To prevent Christmas tree-related fires, the CPSC encourages Americans to ensure live trees always have enough water, and to try to purchase “fire resistant” artificial trees.
The Firefighters Association of the State of New York also recommends individuals test their holiday lights each year and throw out any broken bulbs, and to ensure any outdoor lights are plugged into a “ground-fault circuit interrupter protected receptacle” to avoid electrical fires.
Still, cooking remains the top cause of all residential fires, with one in every five home fire deaths year-round attributed to some form of the activity, per the National Fire Protection Association – though the highest spike for cooking fires typically occurs on Thanksgiving Day.
But for those still planning on making turkey for Christmas, it’s important to handle raw poultry properly to avoid spreading bacteria that can send guests home with an unwanted side of food poisoning.
Thaw safely. A frozen turkey needs about 24 hours to thaw for every 4 to 5 pounds of weight, according to the Agriculture Department. In a pinch, it can be thawed in a cold water bath or even a microwave, but it must be cooked immediately if you use those methods. And don’t wash the turkey. It’s a bad idea to rinse it in the sink, a practice that can spread potentially dangerous germs like salmonella to nearby areas; instead, pat the turkey dry with paper towels and plop it in the roasting pan.
Also ensure the turkey is fully cooked to an internal temperature of 165 degrees to avoid food poisoning.
A recent CPSC report published in November also found that toy-related injuries remain high during the holiday season. Last year alone, the agency recorded 152,000 “toy-related, emergency department-treated injuries to children younger than 15 years of age,” two of which led to death.
The most common injuries were lacerations or abrasions to a child’s face or head; the two fatalities were caused by choking on a small toe and suffocating on a small toy in “an unsafe sleep environment,” per the CPSC.

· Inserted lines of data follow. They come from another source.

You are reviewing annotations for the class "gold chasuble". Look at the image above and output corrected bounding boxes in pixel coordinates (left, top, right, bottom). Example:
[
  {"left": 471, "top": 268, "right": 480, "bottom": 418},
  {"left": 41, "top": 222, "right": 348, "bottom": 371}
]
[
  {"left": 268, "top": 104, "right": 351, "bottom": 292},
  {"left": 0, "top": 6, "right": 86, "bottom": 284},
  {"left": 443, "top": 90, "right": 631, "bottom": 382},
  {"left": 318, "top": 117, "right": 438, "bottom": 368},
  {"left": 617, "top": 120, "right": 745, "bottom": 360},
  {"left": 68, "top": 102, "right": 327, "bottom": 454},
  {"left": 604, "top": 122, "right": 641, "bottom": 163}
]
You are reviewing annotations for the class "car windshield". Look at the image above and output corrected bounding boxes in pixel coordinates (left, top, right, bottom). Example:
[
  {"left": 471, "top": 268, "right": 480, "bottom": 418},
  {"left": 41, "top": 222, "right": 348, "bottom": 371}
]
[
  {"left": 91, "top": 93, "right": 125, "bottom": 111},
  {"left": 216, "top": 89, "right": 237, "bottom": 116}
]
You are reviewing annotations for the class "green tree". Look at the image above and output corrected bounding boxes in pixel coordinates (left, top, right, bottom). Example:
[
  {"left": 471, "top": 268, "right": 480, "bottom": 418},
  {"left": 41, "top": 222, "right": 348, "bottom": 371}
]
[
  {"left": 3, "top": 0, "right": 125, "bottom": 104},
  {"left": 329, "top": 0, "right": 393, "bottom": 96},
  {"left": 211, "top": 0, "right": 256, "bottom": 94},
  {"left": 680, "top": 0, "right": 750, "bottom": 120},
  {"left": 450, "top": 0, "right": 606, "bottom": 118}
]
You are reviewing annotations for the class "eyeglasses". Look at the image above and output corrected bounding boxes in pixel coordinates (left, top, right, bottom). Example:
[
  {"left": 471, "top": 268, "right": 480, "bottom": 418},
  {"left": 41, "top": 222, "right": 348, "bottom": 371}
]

“Protecting children from hazardous toys and other products is core to CPSC’s mission,” CPSC chair Alex Hoehn-Saric wrote in a statement. “We are committed to doing our part to ensure, through vigorous inspections and enforcement, that hazardous products don’t make it to store shelves or consumers’ homes; but we also want to arm families with important safety information so they can shop safely for toys and gifts and avoid trips to the emergency department during the holidays.”
The CPSC recommends parents always ensure their children are wearing proper protective gear when riding on bikes, scooters and other mobile toys; to keep small parts and toys away from children younger than three years old and to immediately discard all packaging after unwrapping gifts.